4. The apparatus of claim 2 wherein said stent has distal and
proximal ends and a central section, and wherein said relief cut
means are formed only in said central section.
5. The apparatus of claim 2 wherein said interconnected members of
said stent have cross sections wherein the width is greater than
the thickness.
6. The apparatus of claim 5 wherein said width is between 1.5 and 5
times as great as said thickness.
7. The apparatus of claim 1 wherein said relief cut means comprises
one or more holes formed in and extending through one or more of
said interconnecting members.
8. The apparatus of claim 7 wherein said holes are circular.
9. The apparatus of claim 7 wherein said holes are elliptical.
10. The apparatus of claim 7 wherein said holes are slots.
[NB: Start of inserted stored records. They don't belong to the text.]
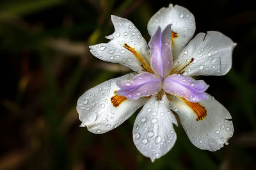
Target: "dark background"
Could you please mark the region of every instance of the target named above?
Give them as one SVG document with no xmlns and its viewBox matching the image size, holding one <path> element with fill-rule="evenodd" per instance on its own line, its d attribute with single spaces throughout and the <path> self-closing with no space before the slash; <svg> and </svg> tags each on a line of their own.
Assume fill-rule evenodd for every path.
<svg viewBox="0 0 256 170">
<path fill-rule="evenodd" d="M 0 169 L 256 169 L 253 1 L 1 1 Z M 195 34 L 219 31 L 237 43 L 228 74 L 200 77 L 230 111 L 235 132 L 210 152 L 194 146 L 179 125 L 174 147 L 152 164 L 132 142 L 138 112 L 95 135 L 79 127 L 76 107 L 88 89 L 129 72 L 88 51 L 113 32 L 110 15 L 132 21 L 148 41 L 148 21 L 170 3 L 195 15 Z"/>
</svg>

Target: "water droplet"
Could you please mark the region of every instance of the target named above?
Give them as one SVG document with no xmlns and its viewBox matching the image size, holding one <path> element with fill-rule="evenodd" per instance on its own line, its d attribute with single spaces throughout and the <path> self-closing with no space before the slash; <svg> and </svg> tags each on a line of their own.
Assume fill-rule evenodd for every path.
<svg viewBox="0 0 256 170">
<path fill-rule="evenodd" d="M 147 119 L 145 117 L 142 118 L 142 119 L 141 120 L 141 122 L 145 122 L 146 120 Z"/>
<path fill-rule="evenodd" d="M 184 72 L 182 75 L 186 76 L 188 75 L 188 73 L 187 72 Z"/>
<path fill-rule="evenodd" d="M 158 144 L 158 143 L 160 143 L 160 141 L 161 141 L 161 137 L 159 136 L 159 135 L 157 135 L 157 137 L 156 137 L 155 143 L 156 143 L 156 144 Z"/>
<path fill-rule="evenodd" d="M 190 83 L 190 86 L 194 87 L 195 86 L 195 83 L 193 83 L 193 82 Z"/>
<path fill-rule="evenodd" d="M 136 130 L 138 130 L 139 129 L 139 127 L 137 125 L 135 125 L 135 129 Z"/>
<path fill-rule="evenodd" d="M 102 108 L 104 108 L 105 107 L 105 105 L 104 104 L 102 104 L 100 105 L 100 107 L 102 107 Z"/>
<path fill-rule="evenodd" d="M 104 47 L 104 46 L 101 46 L 100 48 L 100 50 L 104 50 L 105 49 L 106 49 L 106 47 Z"/>
<path fill-rule="evenodd" d="M 84 100 L 84 102 L 83 102 L 83 104 L 87 104 L 87 103 L 88 103 L 87 100 Z"/>
<path fill-rule="evenodd" d="M 202 70 L 204 69 L 204 66 L 203 65 L 200 65 L 200 66 L 199 66 L 199 69 Z"/>
<path fill-rule="evenodd" d="M 146 138 L 144 138 L 144 139 L 142 140 L 142 143 L 143 143 L 143 144 L 147 144 L 147 143 L 148 143 L 148 139 L 147 139 Z"/>
<path fill-rule="evenodd" d="M 154 123 L 156 123 L 157 122 L 157 120 L 156 119 L 156 118 L 153 118 L 153 119 L 151 120 L 151 123 L 153 123 L 153 124 L 154 124 Z"/>
<path fill-rule="evenodd" d="M 154 133 L 153 133 L 153 132 L 148 132 L 148 136 L 149 137 L 152 137 L 154 135 Z"/>
<path fill-rule="evenodd" d="M 134 135 L 133 135 L 133 138 L 137 139 L 140 138 L 140 134 L 139 133 L 135 133 Z"/>
</svg>

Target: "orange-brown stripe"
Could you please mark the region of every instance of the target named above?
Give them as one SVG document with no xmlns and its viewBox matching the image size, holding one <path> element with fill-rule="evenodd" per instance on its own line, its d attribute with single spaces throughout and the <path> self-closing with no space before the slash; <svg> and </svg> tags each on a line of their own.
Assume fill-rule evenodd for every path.
<svg viewBox="0 0 256 170">
<path fill-rule="evenodd" d="M 144 59 L 141 57 L 141 56 L 134 49 L 131 47 L 129 45 L 128 45 L 127 43 L 125 43 L 123 46 L 131 52 L 132 52 L 133 55 L 135 56 L 135 57 L 139 60 L 140 64 L 141 65 L 142 67 L 144 68 L 145 70 L 147 72 L 150 72 L 152 73 L 154 73 L 153 70 L 151 69 L 151 68 L 147 64 L 146 61 L 145 61 Z"/>
<path fill-rule="evenodd" d="M 173 31 L 172 31 L 172 46 L 173 45 L 173 40 L 174 40 L 174 38 L 176 38 L 178 36 L 179 36 L 176 33 L 175 33 Z"/>
<path fill-rule="evenodd" d="M 111 97 L 110 101 L 111 102 L 113 106 L 114 106 L 115 107 L 117 107 L 121 104 L 122 102 L 125 101 L 126 99 L 127 98 L 125 97 L 115 95 L 113 97 Z"/>
<path fill-rule="evenodd" d="M 196 121 L 202 120 L 207 115 L 205 107 L 200 105 L 198 102 L 193 103 L 188 101 L 184 98 L 181 98 L 183 101 L 194 111 L 197 116 Z"/>
</svg>

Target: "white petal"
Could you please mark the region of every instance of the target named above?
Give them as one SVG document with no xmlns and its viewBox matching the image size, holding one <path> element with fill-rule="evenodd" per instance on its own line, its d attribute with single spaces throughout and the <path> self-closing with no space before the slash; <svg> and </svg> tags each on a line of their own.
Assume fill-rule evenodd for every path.
<svg viewBox="0 0 256 170">
<path fill-rule="evenodd" d="M 201 150 L 216 151 L 228 144 L 234 127 L 228 111 L 212 97 L 199 102 L 205 107 L 206 116 L 196 121 L 197 116 L 182 99 L 173 98 L 172 109 L 178 114 L 180 123 L 191 143 Z"/>
<path fill-rule="evenodd" d="M 81 127 L 86 126 L 95 134 L 107 132 L 117 127 L 128 119 L 148 100 L 141 97 L 137 100 L 126 99 L 115 107 L 111 102 L 114 92 L 120 88 L 116 82 L 120 79 L 130 79 L 133 73 L 105 81 L 86 91 L 78 99 L 77 111 Z"/>
<path fill-rule="evenodd" d="M 158 100 L 152 96 L 135 120 L 132 134 L 138 150 L 152 162 L 168 152 L 176 141 L 172 123 L 177 125 L 166 96 Z"/>
<path fill-rule="evenodd" d="M 186 8 L 172 4 L 168 8 L 161 8 L 150 19 L 148 24 L 149 35 L 152 36 L 158 26 L 162 30 L 172 24 L 172 31 L 176 33 L 178 37 L 173 38 L 173 58 L 175 59 L 194 35 L 196 29 L 194 15 Z"/>
<path fill-rule="evenodd" d="M 147 58 L 149 50 L 147 42 L 139 30 L 129 20 L 114 15 L 111 15 L 111 20 L 115 32 L 106 37 L 111 40 L 108 43 L 90 46 L 90 52 L 102 60 L 120 63 L 135 72 L 141 72 L 143 70 L 141 63 L 132 52 L 123 46 L 127 43 L 149 63 Z"/>
<path fill-rule="evenodd" d="M 230 70 L 232 51 L 236 45 L 220 32 L 200 33 L 174 61 L 173 68 L 179 71 L 189 63 L 182 70 L 189 76 L 225 75 Z"/>
</svg>

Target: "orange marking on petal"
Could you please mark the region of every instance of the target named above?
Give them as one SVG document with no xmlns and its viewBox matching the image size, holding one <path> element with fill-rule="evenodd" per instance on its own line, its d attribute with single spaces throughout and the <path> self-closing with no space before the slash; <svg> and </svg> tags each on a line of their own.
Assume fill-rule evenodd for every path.
<svg viewBox="0 0 256 170">
<path fill-rule="evenodd" d="M 147 64 L 146 61 L 145 61 L 144 59 L 141 57 L 141 56 L 134 49 L 131 47 L 129 45 L 128 45 L 127 43 L 125 43 L 123 46 L 131 52 L 132 52 L 133 55 L 135 56 L 135 57 L 139 60 L 140 64 L 141 65 L 142 67 L 144 68 L 145 71 L 147 72 L 150 72 L 152 73 L 154 73 L 153 70 L 151 69 L 151 68 Z"/>
<path fill-rule="evenodd" d="M 116 91 L 115 91 L 114 92 L 114 93 Z M 115 95 L 113 97 L 111 98 L 110 101 L 111 102 L 113 105 L 115 107 L 117 107 L 121 104 L 122 102 L 125 101 L 126 99 L 127 99 L 127 98 L 126 97 L 122 97 L 122 96 L 120 96 L 120 95 Z"/>
<path fill-rule="evenodd" d="M 176 33 L 172 31 L 172 46 L 173 45 L 173 38 L 176 38 L 178 36 L 179 36 Z"/>
<path fill-rule="evenodd" d="M 202 120 L 207 115 L 205 107 L 200 105 L 198 102 L 193 103 L 188 101 L 184 98 L 181 98 L 183 101 L 194 111 L 197 116 L 196 121 Z"/>
</svg>

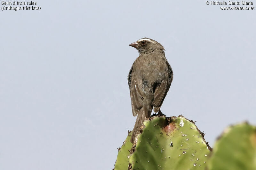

11. The apparatus of claim 1 wherein said stent is a
self-expandable stent.
12. The apparatus of claim 1 wherein said relief cuts are applied
to said stent in patterns to allow controlled, non-uniform
expansion of said stent.
13. In an expandable stent having a plurality of cells and said
stent is movable between a retracted and an expanded position,
wherein said cells are formed by a plurality of flexible,
interconnected members, said members flexing relative to each other
as said tent expands, the improvement comprising: an array of
relief cut means formed in some of said members to cause said
members to flex more easily than without said relief cut means
being formed therein.
14. The apparatus of claim 13 wherein said stent is a
balloon-expandable stent.
15. The apparatus of claim 13 wherein said interconnected members
have cross sections wherein the width is between 1.5 and 5 times as
great as the thickness.
Description
CROSS REFERENCE TO RELATED APPLICATION
[0001] This is a continuation-in-part of U.S. patent application
Ser. No. 09/357,699 filed Jul. 20, 1999 and entitled EXPANDABLE
STENT.
BACKGROUND AND BRIEF SUMMARY OF THE INVENTION
[0002] The present invention relates generally to balloon
expandable and self-expanding stents. More particularly, the
present invention provides an array of relief cuts for use in a
variety of stent designs. According to the present invention, the
relief cuts are strategically placed to allow the stent to expand
more easily, requiring less pressure for the expansion, without any
significant loss of columnar compressive strength of the members
making up the stent. The present invention allows the use of wider
and thinner material, resulting in a stent with greater
radio-opacity, and resulting in a thinner walled stent allowing
maximum blood flow through the artery or other lumen.
[0003] The prior art stent designs typically use stent members or
struts having circular cross sections as illustrated in FIGS. 4B,
4C and 4F or generally square cross sections as illustrated in FIG.
4H. FIG. 4A illustrates a typical prior art diamond-shaped cell
configuration utilizing the cross sections illustrated in FIGS. 4B,
4C, 4F and 4H. The prior art configurations illustrated in FIGS.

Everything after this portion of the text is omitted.